Understanding how JOIN works when 3 or more tables are involved. [SQL]
I wonder if anyone can help improve my understanding of JOINs in SQL. [If it is significant to the problem, I am thinking MS SQL Server specifically.]
Take 3 tables A, B [A related to B by some A.AId], and C [B related to C by some B.BId]
If I compose a query e.g
SELECT *
FROM A JOIN B
ON A.AId = B.AId
All good - I'm sweet with how this works.
What happens when Table C (Or some other D,E, .... gets added)
In the situation
SELECT *
FROM A JOIN B
ON A.AId = B.AId
JOIN C ON C.BId = B.BId
What is C joining to? - is it that B table (and the values therein)? Or is it some other temporary result set that is the result of the A+B Join that the C table is joined to?
[The implication being not all values that are in the B table will necessarily be in the temporary result set A+B based on the join condition for A,B]
A specific (and fairly contrived) example of why I am asking is because I am trying to understand behaviour I am seeing in the following:
Tables
Account (AccountId, AccountBalanceDate, OpeningBalanceId, ClosingBalanceId)
Balance (BalanceId)
BalanceToken (BalanceId, TokenAmount)
Where:
Account->Opening, and Closing Balances are NULLABLE
(may have opening balance, closing balance, or none)

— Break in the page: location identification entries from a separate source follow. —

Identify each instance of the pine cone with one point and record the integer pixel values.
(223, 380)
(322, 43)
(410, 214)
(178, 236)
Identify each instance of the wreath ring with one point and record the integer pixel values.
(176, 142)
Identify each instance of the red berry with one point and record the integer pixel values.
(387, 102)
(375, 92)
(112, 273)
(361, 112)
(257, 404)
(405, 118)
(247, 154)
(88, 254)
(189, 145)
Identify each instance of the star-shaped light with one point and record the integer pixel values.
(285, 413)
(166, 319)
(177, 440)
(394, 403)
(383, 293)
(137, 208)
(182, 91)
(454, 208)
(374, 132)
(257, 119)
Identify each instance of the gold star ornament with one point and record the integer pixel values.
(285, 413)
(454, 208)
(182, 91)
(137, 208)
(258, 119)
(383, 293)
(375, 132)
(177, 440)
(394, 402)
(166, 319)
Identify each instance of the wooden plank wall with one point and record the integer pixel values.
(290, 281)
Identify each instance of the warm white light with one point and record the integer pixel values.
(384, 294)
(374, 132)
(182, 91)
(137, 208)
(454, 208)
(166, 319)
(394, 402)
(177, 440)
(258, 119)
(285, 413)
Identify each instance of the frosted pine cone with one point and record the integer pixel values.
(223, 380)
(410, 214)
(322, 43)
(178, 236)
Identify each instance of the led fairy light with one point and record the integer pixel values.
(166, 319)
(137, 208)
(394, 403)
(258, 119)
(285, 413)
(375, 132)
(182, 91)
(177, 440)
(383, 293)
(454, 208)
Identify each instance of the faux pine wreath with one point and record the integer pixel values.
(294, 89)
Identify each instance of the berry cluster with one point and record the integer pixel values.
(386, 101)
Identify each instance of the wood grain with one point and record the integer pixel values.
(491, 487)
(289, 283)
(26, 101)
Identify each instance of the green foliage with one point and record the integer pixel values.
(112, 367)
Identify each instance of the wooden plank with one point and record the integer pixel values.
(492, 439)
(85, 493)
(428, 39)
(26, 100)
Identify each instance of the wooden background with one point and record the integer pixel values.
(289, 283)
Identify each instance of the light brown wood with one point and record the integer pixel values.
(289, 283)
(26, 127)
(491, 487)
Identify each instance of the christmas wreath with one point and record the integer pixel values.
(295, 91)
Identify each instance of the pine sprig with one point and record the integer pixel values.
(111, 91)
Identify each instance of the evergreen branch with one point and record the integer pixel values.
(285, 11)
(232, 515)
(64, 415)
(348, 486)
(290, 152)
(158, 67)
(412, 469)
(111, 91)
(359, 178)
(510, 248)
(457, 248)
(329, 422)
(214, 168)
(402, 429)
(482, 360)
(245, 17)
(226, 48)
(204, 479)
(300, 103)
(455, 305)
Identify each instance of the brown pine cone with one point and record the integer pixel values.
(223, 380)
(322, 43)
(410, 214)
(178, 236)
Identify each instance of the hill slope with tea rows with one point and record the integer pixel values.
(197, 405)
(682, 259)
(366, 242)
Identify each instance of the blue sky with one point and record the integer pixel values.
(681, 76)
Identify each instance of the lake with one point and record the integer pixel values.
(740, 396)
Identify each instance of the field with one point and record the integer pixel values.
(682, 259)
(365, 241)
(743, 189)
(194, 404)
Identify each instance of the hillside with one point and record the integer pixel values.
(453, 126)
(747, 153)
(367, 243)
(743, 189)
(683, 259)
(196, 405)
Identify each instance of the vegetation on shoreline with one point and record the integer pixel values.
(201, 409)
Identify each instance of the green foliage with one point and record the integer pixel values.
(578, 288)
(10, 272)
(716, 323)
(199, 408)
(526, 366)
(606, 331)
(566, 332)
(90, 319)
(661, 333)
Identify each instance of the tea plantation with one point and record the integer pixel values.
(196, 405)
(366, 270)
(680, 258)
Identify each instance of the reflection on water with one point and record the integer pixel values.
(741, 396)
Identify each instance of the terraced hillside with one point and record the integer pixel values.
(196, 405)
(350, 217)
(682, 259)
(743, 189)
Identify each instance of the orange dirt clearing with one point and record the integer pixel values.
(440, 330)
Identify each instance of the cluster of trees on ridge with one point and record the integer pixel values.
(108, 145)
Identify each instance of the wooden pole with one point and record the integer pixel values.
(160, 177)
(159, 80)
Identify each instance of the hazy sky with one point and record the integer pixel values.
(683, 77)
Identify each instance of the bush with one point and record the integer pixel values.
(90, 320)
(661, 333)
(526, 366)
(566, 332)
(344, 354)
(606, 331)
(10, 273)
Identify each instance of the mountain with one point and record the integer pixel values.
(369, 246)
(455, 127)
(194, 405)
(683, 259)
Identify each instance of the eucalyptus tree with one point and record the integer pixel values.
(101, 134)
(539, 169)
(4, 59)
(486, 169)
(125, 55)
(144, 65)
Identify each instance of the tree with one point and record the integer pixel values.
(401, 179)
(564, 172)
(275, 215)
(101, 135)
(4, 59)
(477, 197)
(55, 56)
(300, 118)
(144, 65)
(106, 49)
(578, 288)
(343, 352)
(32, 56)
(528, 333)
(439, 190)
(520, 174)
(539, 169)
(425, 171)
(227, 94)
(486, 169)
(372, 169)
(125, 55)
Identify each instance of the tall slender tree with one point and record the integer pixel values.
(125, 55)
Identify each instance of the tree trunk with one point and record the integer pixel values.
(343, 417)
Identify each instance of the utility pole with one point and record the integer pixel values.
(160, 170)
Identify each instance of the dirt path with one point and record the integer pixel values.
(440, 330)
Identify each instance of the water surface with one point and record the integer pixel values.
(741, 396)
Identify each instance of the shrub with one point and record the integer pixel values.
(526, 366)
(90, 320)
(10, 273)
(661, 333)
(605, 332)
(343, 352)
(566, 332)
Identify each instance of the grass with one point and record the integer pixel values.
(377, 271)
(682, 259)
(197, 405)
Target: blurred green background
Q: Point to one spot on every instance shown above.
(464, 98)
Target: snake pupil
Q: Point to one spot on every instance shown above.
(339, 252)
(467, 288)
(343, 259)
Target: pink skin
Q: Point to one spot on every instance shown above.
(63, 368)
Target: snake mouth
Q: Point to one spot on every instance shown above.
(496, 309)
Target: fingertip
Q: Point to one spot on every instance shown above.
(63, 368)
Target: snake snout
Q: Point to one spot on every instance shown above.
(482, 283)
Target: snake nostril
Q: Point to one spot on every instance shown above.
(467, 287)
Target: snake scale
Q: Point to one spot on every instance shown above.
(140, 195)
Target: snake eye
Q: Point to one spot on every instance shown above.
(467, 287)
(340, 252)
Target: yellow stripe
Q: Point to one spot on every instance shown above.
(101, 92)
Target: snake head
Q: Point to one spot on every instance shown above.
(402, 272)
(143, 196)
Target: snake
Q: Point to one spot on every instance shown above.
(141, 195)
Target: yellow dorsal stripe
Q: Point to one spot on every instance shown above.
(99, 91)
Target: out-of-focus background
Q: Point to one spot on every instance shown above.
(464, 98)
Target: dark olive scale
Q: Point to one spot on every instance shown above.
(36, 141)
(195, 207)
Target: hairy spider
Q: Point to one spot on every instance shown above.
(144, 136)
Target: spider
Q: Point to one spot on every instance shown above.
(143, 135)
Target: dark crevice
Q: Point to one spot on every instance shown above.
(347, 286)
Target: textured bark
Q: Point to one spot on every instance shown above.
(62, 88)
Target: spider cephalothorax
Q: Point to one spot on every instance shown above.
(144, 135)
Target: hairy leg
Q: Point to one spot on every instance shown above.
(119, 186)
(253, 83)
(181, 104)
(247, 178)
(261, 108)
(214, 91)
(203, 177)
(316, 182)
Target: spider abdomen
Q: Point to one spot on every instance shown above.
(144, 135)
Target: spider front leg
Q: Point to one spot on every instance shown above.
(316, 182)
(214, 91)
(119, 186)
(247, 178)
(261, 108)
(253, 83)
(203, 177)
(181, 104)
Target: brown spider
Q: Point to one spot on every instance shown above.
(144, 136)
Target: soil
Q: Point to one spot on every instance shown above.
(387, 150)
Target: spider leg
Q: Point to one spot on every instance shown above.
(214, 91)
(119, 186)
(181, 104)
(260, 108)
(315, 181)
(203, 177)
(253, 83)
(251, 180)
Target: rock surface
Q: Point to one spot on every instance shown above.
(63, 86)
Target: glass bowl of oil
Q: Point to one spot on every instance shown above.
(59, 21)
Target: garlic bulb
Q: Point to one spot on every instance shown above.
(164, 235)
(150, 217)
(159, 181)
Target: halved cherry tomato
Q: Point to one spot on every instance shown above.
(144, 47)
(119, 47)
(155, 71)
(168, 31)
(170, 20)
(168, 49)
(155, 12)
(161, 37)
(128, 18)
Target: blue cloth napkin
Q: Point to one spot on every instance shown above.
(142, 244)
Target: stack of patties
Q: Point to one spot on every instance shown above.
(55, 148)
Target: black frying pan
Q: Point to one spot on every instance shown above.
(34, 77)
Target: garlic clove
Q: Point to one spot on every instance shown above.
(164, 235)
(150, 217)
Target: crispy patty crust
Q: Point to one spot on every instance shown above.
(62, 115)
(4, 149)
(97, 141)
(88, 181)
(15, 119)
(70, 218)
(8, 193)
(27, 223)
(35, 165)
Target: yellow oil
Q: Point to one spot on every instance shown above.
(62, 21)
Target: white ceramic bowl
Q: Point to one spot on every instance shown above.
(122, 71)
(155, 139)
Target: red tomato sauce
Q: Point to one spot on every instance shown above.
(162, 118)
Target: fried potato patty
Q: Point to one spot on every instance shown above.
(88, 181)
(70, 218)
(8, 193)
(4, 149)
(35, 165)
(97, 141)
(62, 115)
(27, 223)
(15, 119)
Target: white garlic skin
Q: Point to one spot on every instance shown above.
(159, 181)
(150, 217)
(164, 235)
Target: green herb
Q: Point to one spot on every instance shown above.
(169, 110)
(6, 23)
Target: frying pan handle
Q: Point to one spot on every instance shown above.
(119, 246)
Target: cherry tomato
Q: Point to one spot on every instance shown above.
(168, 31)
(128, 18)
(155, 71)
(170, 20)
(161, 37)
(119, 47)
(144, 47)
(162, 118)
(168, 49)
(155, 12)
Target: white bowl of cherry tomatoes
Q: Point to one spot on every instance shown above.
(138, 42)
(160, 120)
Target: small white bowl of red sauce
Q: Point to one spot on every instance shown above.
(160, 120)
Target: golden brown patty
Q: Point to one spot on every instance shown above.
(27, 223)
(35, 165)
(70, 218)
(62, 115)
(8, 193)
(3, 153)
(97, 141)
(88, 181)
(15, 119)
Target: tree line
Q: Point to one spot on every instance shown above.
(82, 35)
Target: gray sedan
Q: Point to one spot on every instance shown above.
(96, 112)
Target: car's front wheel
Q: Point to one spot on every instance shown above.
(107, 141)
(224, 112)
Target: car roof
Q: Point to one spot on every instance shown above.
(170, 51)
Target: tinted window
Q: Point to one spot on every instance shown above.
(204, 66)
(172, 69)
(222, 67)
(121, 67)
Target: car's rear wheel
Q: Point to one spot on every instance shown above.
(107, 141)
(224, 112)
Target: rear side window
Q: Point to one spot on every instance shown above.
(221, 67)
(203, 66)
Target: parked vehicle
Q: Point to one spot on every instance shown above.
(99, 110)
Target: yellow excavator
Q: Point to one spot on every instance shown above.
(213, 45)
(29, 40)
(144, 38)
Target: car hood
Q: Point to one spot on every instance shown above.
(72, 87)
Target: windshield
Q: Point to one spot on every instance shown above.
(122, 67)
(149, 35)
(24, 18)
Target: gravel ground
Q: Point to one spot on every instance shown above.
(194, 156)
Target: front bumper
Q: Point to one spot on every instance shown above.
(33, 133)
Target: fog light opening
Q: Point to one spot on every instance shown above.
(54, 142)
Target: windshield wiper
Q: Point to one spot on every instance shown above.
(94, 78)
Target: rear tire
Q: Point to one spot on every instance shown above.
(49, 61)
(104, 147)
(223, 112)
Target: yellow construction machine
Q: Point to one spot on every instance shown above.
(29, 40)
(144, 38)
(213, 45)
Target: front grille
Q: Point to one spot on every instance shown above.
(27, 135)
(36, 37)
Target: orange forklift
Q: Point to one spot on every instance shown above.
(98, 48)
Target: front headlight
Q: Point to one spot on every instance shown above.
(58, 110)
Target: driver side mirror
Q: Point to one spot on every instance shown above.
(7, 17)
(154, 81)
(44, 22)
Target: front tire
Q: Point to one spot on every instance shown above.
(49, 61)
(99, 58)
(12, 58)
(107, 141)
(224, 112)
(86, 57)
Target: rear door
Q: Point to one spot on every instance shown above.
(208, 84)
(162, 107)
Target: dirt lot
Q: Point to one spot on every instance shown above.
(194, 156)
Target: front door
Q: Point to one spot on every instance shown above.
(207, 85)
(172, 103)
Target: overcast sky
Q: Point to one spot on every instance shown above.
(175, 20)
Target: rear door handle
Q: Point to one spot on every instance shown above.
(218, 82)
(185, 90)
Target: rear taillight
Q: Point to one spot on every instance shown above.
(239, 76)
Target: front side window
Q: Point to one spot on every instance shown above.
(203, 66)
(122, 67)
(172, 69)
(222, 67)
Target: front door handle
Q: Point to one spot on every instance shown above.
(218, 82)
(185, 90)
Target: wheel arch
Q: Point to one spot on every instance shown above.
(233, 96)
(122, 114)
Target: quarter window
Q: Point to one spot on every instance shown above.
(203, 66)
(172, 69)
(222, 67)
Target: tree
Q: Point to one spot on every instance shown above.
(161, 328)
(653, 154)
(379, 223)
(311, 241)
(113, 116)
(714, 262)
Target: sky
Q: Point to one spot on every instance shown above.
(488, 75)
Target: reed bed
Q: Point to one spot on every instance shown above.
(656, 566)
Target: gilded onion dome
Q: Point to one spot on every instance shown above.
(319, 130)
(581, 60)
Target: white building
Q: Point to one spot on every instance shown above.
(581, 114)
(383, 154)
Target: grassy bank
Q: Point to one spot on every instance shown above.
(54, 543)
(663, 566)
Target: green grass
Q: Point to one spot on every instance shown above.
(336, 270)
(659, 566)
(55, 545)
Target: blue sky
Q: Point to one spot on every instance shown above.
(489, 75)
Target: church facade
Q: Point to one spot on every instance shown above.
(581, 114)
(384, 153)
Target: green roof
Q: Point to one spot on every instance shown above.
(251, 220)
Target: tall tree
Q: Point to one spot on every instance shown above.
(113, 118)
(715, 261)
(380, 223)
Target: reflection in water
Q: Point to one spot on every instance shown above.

Balance->BalanceToken is 1:m - a balance could consist of many tokens
Conceptually, Closing Balance of a date, would be tomorrows opening balance
If I was trying to find a list of all the opening and closing balances for an account
I might do something like
SELECT AccountId
, AccountBalanceDate
, Sum (openingBalanceAmounts.TokenAmount) AS OpeningBalance
, Sum (closingBalanceAmounts.TokenAmount) AS ClosingBalance
FROM Account A
LEFT JOIN BALANCE OpeningBal
ON A.OpeningBalanceId = OpeningBal.BalanceId
LEFT JOIN BALANCE ClosingBal
ON A.ClosingBalanceId = ClosingBal.BalanceId
LEFT JOIN BalanceToken openingBalanceAmounts
ON openingBalanceAmounts.BalanceId = OpeningBal.BalanceId
LEFT JOIN BalanceToken closingBalanceAmounts
ON closingBalanceAmounts.BalanceId = ClosingBal.BalanceId
GROUP BY AccountId, AccountBalanceDate
Things work as I would expect until the last JOIN brings in the closing balance tokens - where I end up with duplicates in the result.
[I can fix with a DISTINCT - but I am trying to understand why what is happening is happening]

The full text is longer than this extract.